SecurityAt RSA 2026, the SANS panel on the five most dangerous new attack techniques listed irresponsible AI adoption as one of them. Not a threat actor. Not a malware family. An adoption pattern. The sentence that framed it: Your LLM is a target. If someone gets hold of your AI and compromises it, what can an attacker learn? Rush to market with no validation. Your name is on the final report. Not your AI’s.
That framing deserves more than a nod. It names the thing the industry has been working very hard not to say out loud.
The numbers that make the avoidance untenable
The adoption numbers make the avoidance look increasingly untenable. A report published in February found that while 80 percent of technical teams have AI agents in active testing or production, only 14 percent are launching them with full security and IT approval. A separate survey found that 82 percent of executives feel confident their existing policies protect them from unauthorized agent actions, while simultaneously, nearly half of organizations are using shared API keys for agent-to-agent authentication and only one in five treat agents as independent, identity-bearing entities. These are not the numbers of an industry that has accountability under control. They are the numbers of an industry that has convinced itself the accountability question can be deferred until the technology matures.
When the agent acts, accountability migrates
The technology does not wait for governance to catch up. Agentic systems are in production now, making decisions now, at speeds that make human review a formality rather than a genuine checkpoint. When an agent triages an alert, escalates an incident, or takes a remediation action autonomously, the accountability for that action does not dissolve into the architecture. It migrates. It migrates to whoever configured the agent, whoever approved its deployment, whoever signed off on the risk. That is a person. In most organizations, that person does not yet know they own that accountability, because no one has told them directly, and the frameworks they would need to act on that ownership do not fully exist yet.

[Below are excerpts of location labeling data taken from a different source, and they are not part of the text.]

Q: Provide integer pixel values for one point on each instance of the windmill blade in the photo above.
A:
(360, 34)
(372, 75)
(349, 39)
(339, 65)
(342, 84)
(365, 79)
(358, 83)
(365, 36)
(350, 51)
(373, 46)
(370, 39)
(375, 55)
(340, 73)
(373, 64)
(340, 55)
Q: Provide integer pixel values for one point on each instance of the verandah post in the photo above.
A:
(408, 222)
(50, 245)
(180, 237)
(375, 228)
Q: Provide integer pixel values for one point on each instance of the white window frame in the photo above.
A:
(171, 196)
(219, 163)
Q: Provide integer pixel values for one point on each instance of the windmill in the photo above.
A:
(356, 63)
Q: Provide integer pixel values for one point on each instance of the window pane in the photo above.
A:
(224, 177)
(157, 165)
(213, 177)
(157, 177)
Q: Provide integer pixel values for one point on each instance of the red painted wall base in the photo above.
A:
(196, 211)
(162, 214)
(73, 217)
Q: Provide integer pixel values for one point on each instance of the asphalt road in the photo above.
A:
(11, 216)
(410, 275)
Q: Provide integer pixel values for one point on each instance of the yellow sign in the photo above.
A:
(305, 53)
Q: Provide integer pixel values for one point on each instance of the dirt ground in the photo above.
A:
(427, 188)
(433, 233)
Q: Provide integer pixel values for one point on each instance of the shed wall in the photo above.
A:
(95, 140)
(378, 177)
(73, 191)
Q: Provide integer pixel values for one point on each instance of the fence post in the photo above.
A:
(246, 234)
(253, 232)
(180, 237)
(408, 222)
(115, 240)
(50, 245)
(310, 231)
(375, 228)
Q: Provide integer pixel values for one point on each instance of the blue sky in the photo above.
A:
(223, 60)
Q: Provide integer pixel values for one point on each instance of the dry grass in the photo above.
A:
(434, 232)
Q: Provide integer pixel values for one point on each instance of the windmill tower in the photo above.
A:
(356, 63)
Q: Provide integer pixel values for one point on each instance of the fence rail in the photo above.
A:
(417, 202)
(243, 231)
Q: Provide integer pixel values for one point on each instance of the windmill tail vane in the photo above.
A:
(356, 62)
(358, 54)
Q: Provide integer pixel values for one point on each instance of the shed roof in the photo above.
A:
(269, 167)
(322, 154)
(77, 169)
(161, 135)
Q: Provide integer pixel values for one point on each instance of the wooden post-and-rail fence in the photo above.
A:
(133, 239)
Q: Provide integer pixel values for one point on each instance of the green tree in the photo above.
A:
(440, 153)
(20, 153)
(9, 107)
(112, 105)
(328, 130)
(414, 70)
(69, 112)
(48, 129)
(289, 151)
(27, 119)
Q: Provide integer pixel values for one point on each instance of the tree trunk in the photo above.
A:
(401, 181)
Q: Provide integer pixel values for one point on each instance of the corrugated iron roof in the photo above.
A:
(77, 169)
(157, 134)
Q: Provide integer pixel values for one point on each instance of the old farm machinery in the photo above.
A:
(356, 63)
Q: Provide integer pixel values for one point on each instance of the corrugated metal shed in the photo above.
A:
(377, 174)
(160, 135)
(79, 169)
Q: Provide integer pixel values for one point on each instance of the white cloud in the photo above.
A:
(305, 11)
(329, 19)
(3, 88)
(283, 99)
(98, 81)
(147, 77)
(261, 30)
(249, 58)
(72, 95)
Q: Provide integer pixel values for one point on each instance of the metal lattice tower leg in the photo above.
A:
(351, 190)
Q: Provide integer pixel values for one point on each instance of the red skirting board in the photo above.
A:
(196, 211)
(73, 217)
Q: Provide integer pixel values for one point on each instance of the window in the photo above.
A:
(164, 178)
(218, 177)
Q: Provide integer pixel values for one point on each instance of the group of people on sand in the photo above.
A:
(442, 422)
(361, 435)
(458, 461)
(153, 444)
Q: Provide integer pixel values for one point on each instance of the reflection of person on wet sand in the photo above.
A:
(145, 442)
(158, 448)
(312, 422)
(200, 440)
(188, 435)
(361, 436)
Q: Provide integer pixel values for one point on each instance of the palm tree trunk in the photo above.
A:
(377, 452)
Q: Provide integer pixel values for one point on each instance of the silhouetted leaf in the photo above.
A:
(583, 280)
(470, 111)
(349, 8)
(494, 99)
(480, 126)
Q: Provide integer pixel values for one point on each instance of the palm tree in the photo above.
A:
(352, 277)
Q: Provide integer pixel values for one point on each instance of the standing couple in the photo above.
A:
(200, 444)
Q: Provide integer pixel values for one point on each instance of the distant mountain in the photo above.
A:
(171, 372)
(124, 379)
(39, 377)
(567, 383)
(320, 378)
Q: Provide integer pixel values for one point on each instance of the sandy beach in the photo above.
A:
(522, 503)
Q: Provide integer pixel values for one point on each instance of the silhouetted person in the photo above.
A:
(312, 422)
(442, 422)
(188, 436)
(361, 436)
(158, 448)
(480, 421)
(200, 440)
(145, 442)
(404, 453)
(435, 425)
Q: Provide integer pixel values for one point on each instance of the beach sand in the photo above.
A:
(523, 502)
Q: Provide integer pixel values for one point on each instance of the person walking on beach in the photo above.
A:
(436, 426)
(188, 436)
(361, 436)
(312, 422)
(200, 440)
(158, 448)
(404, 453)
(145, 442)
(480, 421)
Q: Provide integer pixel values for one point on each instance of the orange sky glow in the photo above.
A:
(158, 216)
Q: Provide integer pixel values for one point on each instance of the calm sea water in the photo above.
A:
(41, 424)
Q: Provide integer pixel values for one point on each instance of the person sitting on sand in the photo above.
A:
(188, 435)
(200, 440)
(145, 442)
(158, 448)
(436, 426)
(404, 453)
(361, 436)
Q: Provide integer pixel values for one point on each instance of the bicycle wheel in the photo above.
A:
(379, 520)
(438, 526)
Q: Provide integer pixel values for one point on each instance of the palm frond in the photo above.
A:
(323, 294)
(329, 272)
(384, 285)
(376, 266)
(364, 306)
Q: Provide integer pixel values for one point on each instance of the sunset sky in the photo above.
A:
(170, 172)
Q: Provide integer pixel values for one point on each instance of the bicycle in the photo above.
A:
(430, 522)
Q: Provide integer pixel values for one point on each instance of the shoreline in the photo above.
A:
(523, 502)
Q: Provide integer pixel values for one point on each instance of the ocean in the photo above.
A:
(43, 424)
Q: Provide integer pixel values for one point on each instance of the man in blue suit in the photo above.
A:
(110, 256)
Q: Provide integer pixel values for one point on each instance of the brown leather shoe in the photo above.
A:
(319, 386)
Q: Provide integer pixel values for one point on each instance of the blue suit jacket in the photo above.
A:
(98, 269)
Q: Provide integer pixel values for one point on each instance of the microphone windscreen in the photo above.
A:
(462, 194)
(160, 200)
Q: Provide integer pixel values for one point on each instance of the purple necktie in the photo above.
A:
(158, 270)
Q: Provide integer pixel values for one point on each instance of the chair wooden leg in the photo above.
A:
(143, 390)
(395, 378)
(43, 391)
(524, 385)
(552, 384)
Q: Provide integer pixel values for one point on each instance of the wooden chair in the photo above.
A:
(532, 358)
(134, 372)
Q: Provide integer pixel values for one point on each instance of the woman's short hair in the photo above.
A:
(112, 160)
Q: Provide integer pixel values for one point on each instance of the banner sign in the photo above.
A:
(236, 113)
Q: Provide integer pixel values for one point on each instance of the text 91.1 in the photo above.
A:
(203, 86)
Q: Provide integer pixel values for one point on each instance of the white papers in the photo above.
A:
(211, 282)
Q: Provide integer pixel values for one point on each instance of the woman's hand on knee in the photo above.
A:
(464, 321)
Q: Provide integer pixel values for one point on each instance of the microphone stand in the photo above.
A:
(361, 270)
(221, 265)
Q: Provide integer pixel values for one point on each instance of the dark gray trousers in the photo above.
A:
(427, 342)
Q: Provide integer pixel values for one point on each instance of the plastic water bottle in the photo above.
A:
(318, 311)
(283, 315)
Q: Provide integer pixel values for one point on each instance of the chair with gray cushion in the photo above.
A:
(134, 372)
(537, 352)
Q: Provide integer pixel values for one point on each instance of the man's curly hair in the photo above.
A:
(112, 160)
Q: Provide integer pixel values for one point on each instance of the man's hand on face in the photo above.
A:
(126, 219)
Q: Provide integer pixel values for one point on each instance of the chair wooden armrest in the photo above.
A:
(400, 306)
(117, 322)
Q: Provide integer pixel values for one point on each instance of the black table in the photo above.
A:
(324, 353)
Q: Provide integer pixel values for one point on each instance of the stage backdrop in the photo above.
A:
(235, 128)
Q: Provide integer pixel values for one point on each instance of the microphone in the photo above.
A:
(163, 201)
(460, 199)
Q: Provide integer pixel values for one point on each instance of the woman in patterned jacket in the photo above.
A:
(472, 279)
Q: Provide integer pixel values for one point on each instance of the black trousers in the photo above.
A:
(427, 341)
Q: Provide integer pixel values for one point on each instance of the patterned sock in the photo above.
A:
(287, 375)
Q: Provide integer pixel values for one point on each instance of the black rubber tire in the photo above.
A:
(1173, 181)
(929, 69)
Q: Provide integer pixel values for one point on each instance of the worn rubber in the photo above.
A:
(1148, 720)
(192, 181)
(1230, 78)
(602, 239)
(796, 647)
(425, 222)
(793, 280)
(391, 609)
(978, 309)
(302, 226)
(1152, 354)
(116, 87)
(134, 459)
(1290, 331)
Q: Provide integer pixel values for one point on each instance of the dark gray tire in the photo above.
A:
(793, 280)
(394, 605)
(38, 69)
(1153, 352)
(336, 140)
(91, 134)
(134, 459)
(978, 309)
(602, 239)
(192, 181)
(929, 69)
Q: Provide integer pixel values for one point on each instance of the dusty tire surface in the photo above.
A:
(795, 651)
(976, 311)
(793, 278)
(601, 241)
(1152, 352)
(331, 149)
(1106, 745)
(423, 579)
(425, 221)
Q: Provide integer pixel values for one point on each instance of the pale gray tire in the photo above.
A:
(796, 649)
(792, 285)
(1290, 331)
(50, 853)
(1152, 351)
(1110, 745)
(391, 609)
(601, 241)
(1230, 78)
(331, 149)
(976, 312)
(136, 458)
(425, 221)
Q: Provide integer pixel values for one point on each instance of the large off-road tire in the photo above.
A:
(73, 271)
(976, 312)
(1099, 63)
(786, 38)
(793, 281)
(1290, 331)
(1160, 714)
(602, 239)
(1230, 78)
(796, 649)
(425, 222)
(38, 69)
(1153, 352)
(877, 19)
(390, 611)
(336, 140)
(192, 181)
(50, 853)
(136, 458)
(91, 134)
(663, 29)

The attack surface most teams underweight
This is where the attack surface the SANS panel was describing becomes worth examining carefully. The framing of irresponsible AI adoption as an attack technique was not primarily about defenders being careless. It was about attackers understanding the gap better than defenders do. An AI system that is trusted to act autonomously but governed loosely is an attack surface in a specific and underappreciated sense: compromise the model, compromise the agent, compromise the data it reasons over, and you inherit the permissions that were granted to that system in good faith. The attacker does not need to break your security controls if they can subvert the entity your controls have delegated authority to. And when the breach is eventually investigated, the question of how an autonomous system came to take those actions will trace back, every time, to a human decision about how much trust to extend and under what conditions.
The controls are chasing the capability
The governance research confirms that most organizations have not yet built the infrastructure to answer that question cleanly. NIST SP 800-53, the foundational control framework for most mature security programs, was designed for environments where you can attribute actions to identifiable actors. In a multi-agent ecosystem where agents can spawn and task other agents, that attribution assumption fails at the architecture level. The standards bodies know this. NIST is developing control overlays specifically for agentic systems, but as of early 2026, those overlays are still in development while production deployments are already underway. The controls are chasing the capability, not leading it.
Diffused responsibility is the attacker’s leverage point
None of this is an argument against deploying agentic security tools. The operational case is real: analysts are drowning in alert volume, attackers are already operating at machine speed, and a human-paced defense against an AI-accelerated offense is not a sustainable long-term position. The argument is about sequencing and honesty. Deploying agents before accountability structures exist is not just a governance risk; it is a cognitive one. It creates the conditions for what researchers studying high-stakes decision environments describe as diffused responsibility, where the presence of an autonomous system gives the humans around it a false sense that someone or something else has ownership of the outcome. No one in the chain feels fully responsible. Everyone assumes the system handled it, or that someone else reviewed it, or that the policy covers it. That diffusion is exactly what a patient attacker can exploit once they have mapped how your organization actually makes decisions.
The conversation that has to happen next
The five techniques the SANS panel named at RSA were chosen carefully by people who have watched the threat landscape evolve across multiple technology transitions. What made the fourth technique notable was not the technical mechanics. It was the framing. Not understanding AI is irresponsible. Your name is on the final report.
The industry has spent three years getting very good at explaining what agentic AI can do. The next necessary conversation is simpler and considerably less comfortable: when the agent acts on your behalf, you acted. Building accountability structures worthy of that fact is not a future problem. It is the present one.